Socrates, a great teacher, philosopher, and thinker, noted that you cannot teach people anything. You can only lead them to think for themselves. They cannot parrot back your words, if you are not answering. They cannot answer with what they don’t know but only what they have. Teachers are charged with the task of helping students open their eyes and realize that they can go as far as they want.
Socrates taught by questioning everything. He taught his students to learn by questioning. He would ask questions of his students and expect them to question back. This is the oldest and most powerful method of teaching critical thinking. Focus on the questions, not the answers. Probe the mind by asking questions. When questioning students, a good educator will direct students to the answers; never answering the questions, but allowing them to find the answers for themselves.
Socrates brought to teaching, his method of training that applied to moral concepts of good and justice. To solve a problem, the problem needed to be broken down into a series of questions. The answers gradually become known by identifying and eliminating the answers that are really contradictions. In other words, examine your own beliefs and validate those beliefs.
Socratic questioning is a disciplined process. The questioner acts as the inner voice, and the answers that come from students are not rote, but different, out of the box and carefully thought out before a discussion. If you are asking the right questions, you will not get the same answers. Teaching directs students to look for the correct answers, trace out the consequences and implications and consider alternative points of view.
Keep the discussion focused and students intellectually responsible. Stimulate the discussion with probing questions and make your students think. Periodically summarize what has been discussed and dealt with and draw in as many students as possible into the discussion.
Socrates often told his students, “I am the wisest man alive, for I know one thing, and that is that I know nothing.” He also said the true meaning of knowledge is to know that you know nothing. These phrases are to stimulate thinking to find the answers to questions asked.
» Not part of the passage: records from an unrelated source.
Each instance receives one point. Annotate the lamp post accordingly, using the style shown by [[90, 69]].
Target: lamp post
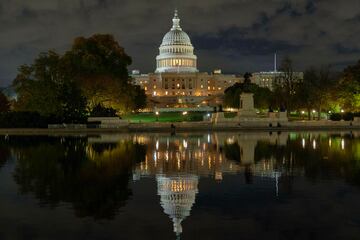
[[157, 116]]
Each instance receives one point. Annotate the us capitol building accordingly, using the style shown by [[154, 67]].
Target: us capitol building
[[177, 81]]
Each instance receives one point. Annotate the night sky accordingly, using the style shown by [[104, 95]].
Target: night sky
[[234, 35]]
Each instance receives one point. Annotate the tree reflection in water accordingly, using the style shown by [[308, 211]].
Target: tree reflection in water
[[94, 178], [93, 174]]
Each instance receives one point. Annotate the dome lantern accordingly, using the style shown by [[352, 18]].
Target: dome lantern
[[176, 53]]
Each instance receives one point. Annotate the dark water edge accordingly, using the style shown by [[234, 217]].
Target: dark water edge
[[300, 185]]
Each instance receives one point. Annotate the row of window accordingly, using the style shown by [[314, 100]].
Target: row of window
[[176, 50], [176, 62]]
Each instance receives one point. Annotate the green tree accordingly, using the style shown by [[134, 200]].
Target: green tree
[[99, 64], [4, 103], [315, 90], [348, 89], [44, 87]]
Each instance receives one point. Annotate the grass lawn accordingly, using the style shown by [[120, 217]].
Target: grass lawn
[[165, 117]]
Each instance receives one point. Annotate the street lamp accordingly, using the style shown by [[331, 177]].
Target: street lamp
[[157, 116]]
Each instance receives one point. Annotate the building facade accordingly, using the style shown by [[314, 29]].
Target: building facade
[[176, 81]]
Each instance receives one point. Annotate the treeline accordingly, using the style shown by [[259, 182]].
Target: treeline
[[66, 88], [321, 90]]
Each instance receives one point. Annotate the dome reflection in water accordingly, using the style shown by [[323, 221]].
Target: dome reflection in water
[[206, 181]]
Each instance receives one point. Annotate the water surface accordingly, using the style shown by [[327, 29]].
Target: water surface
[[188, 186]]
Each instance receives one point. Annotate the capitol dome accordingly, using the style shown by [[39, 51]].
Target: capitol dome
[[176, 53]]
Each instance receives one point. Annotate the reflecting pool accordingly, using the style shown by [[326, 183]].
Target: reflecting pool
[[303, 185]]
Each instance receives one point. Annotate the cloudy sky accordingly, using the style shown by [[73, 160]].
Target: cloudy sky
[[234, 35]]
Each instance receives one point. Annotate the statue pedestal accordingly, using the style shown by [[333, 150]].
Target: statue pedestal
[[247, 109]]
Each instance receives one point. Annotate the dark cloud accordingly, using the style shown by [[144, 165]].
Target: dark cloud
[[235, 35]]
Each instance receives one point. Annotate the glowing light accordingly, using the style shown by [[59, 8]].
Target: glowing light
[[314, 144]]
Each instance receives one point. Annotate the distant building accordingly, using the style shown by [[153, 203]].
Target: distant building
[[270, 79], [177, 82]]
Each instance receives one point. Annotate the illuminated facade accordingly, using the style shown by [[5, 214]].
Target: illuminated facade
[[176, 51], [176, 81]]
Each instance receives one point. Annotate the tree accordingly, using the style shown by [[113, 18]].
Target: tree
[[262, 96], [348, 88], [286, 85], [99, 65], [314, 91], [4, 103], [44, 87]]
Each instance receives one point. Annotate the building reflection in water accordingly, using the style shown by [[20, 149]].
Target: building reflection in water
[[177, 196], [178, 162]]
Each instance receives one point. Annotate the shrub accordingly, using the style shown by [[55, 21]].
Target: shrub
[[101, 111], [22, 120], [348, 116]]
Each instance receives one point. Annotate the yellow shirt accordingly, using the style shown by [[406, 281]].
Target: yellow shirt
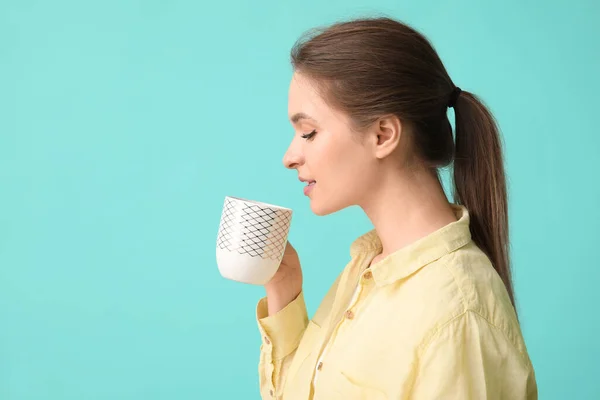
[[430, 321]]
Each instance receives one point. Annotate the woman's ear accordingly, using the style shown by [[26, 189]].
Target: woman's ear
[[386, 134]]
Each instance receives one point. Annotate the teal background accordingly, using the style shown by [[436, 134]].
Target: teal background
[[123, 124]]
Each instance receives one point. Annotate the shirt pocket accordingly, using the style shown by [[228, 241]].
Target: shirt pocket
[[339, 386]]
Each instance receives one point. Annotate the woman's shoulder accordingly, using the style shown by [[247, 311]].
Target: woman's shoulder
[[465, 282]]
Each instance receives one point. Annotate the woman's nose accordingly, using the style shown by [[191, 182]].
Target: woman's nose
[[292, 158]]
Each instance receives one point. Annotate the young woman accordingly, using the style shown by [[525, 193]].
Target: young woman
[[425, 308]]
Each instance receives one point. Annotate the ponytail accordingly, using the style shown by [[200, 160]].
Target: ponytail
[[480, 182]]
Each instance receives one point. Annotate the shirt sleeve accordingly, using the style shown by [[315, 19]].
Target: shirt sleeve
[[281, 334], [469, 358]]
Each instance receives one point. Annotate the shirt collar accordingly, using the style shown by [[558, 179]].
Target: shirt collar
[[413, 257]]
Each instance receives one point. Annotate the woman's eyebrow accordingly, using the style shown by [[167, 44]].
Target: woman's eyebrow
[[300, 116]]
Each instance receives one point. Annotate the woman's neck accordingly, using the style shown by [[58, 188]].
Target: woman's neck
[[407, 207]]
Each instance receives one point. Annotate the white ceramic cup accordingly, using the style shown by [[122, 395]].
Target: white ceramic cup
[[251, 240]]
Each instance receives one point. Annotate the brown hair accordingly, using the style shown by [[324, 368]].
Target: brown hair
[[373, 67]]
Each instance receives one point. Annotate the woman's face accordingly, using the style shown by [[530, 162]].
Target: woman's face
[[330, 153]]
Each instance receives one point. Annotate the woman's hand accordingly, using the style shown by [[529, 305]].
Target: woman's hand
[[286, 284]]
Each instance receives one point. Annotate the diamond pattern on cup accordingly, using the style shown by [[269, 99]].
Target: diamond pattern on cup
[[262, 234]]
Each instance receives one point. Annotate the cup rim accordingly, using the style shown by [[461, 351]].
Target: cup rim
[[260, 203]]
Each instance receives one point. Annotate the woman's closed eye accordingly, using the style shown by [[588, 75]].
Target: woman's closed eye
[[310, 135]]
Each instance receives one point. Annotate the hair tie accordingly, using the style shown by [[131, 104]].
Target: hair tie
[[454, 96]]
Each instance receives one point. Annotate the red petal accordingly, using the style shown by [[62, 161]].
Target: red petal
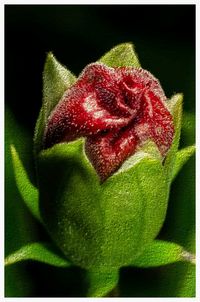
[[116, 110]]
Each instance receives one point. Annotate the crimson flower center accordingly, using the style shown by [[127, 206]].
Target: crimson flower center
[[116, 110]]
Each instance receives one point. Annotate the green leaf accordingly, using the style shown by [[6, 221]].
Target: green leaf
[[39, 251], [188, 129], [100, 283], [104, 225], [20, 225], [27, 190], [121, 55], [56, 80], [161, 253], [175, 107], [182, 157]]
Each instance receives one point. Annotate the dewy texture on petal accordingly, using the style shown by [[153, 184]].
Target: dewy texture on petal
[[116, 110]]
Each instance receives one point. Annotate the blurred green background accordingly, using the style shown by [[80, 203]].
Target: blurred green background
[[164, 37]]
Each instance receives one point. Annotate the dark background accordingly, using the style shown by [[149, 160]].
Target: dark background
[[164, 37]]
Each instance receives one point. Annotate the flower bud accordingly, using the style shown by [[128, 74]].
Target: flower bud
[[116, 110], [103, 180]]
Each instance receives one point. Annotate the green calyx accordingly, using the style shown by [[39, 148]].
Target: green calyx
[[110, 224]]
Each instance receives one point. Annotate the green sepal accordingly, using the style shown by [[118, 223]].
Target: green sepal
[[101, 225], [56, 80], [38, 251], [100, 283], [160, 252], [28, 191], [121, 55], [175, 107], [182, 156]]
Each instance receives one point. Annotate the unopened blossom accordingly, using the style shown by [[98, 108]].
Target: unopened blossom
[[116, 110]]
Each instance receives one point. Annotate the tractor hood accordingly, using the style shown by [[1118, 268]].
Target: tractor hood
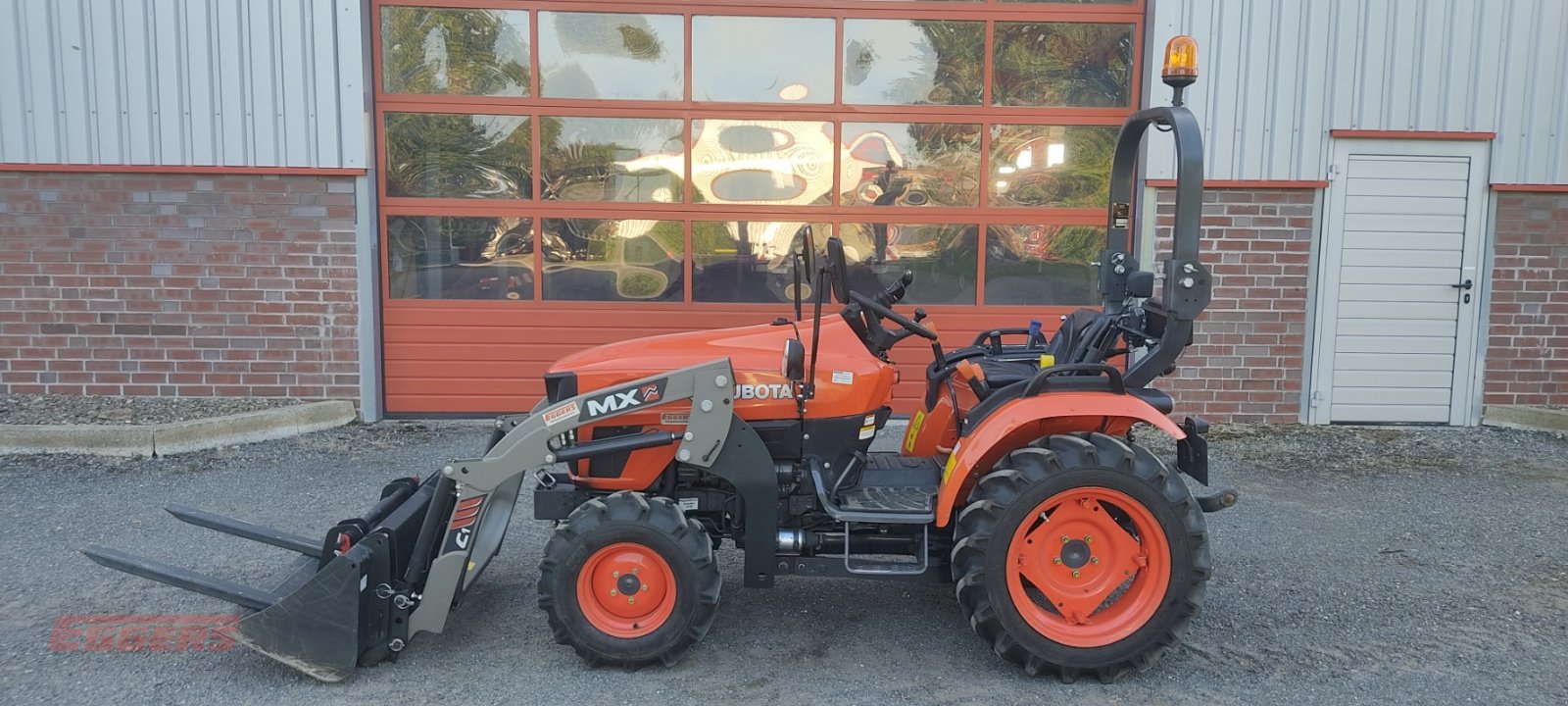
[[849, 378]]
Socrates taught his students that nothing changes until you do. “Remember that there is nothing stable in human affairs; therefore avoid undue elation in prosperity or undue depression in adversity.” Socrates also thought that you could spend time in improving yourself by reading intellectual writings. By reading and questioning, you can gain “easily what others have labored hard for.” This is an interesting concept that could be used by teachers in higher education courses or upper levels of high school.